David Chavern, president & CEO of the Newspaper Association of America, recently penned an opinion piece on Digiday entitled Ad blocking threatens democracy. The convoluted logic in this article illustrates a big part of why newspapers and other many news publishers continue to struggle.

It suggests that users — and their increased use of ad blockers on publishers’ websites — are the main problem, an assertion that places blame squarely on the people that publishers used to call customers and charges them with freeloading, a nice word for stealing. (We already know how well that course of action worked for the music industry.)

Pointing fingers at users is convenient because it absolves from responsibility the publishers themselves who often make a crap product no one is willing to pay for and who pollute good content and destroy UX with more ads than a NASCAR stock car.
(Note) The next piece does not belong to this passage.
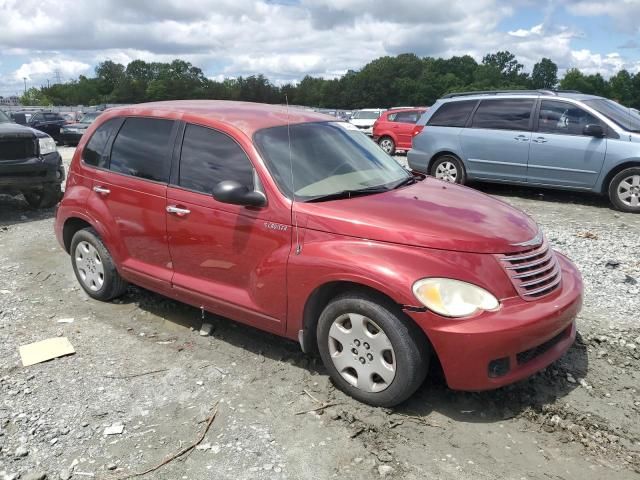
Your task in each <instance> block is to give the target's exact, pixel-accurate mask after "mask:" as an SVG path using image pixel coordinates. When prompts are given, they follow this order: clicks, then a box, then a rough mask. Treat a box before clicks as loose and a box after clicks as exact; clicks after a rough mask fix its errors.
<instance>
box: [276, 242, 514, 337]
mask: <svg viewBox="0 0 640 480" xmlns="http://www.w3.org/2000/svg"><path fill="white" fill-rule="evenodd" d="M303 238H304V244H303V246H302V250H301V253H300V254H299V255H295V254H294V255H292V256H291V257H290V259H289V264H288V272H287V283H288V285H289V287H288V288H289V306H288V317H287V318H288V322H287V335H288V336H290V337H291V338H295V336H296V335H297V332H298V331H299V330H301V329H302V328H303V323H304V310H305V305H306V303H307V301H308V300H309V298H311V296H312V294H313V293H314V292H315V291H316V290H317V289H318V288H320V287H322V286H323V285H326V284H329V283H332V282H350V283H354V284H358V285H362V286H365V287H368V288H370V289H373V290H376V291H378V292H380V293H382V294H384V295H386V296H387V297H389V298H391V299H392V300H393V301H394V302H396V303H398V304H399V305H409V306H419V305H420V304H419V302H418V300H417V299H416V298H415V297H414V295H413V291H412V287H413V284H414V283H415V282H416V281H417V280H419V279H421V278H425V277H445V278H455V279H458V280H462V281H466V282H469V283H473V284H475V285H478V286H480V287H483V288H485V289H486V290H488V291H489V292H491V293H493V294H494V295H495V296H496V297H497V298H499V299H506V298H511V297H514V296H516V295H517V293H516V292H515V290H514V288H513V285H512V283H511V281H510V280H509V278H508V277H507V274H506V273H505V271H504V270H503V269H502V268H501V267H500V265H499V264H498V262H497V261H496V260H495V258H493V255H485V254H476V253H466V252H452V251H447V250H435V249H428V248H421V247H414V246H408V245H399V244H393V243H385V242H377V241H373V240H367V239H362V238H354V237H347V236H343V235H337V234H332V233H326V232H319V231H315V230H306V231H305V232H304V235H303Z"/></svg>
And people are just sick of it. (Cue Twister Sister.)

The solution — if there is one — lies not in asking, “What do newspapers (or local TV news programs, etc.) look like in the 21st Century?” The solution lies in asking, “What does a news organization (local, national, international) look like in the 21 Century?” The latter is question is not predisposed to a particular media solution.

Answer this question correctly and then you can have discussions about content delivery mechanisms and monetization strategies, things which must first account for the needs/wants of the end user rather than the advertisers.

Netflix, Hulu, Amazon Prime, and HBO have proven that people will pay for quality content they can’t get anywhere else. So does such a thing translate to news? I don’t know.

It could be that news is now so ubiquitous that people will no longer pay for it regardless of its “quality.” And if that’s truly the case, then it’s time publishers stop pretending the ship isn’t sinking and start looking for lifeboats.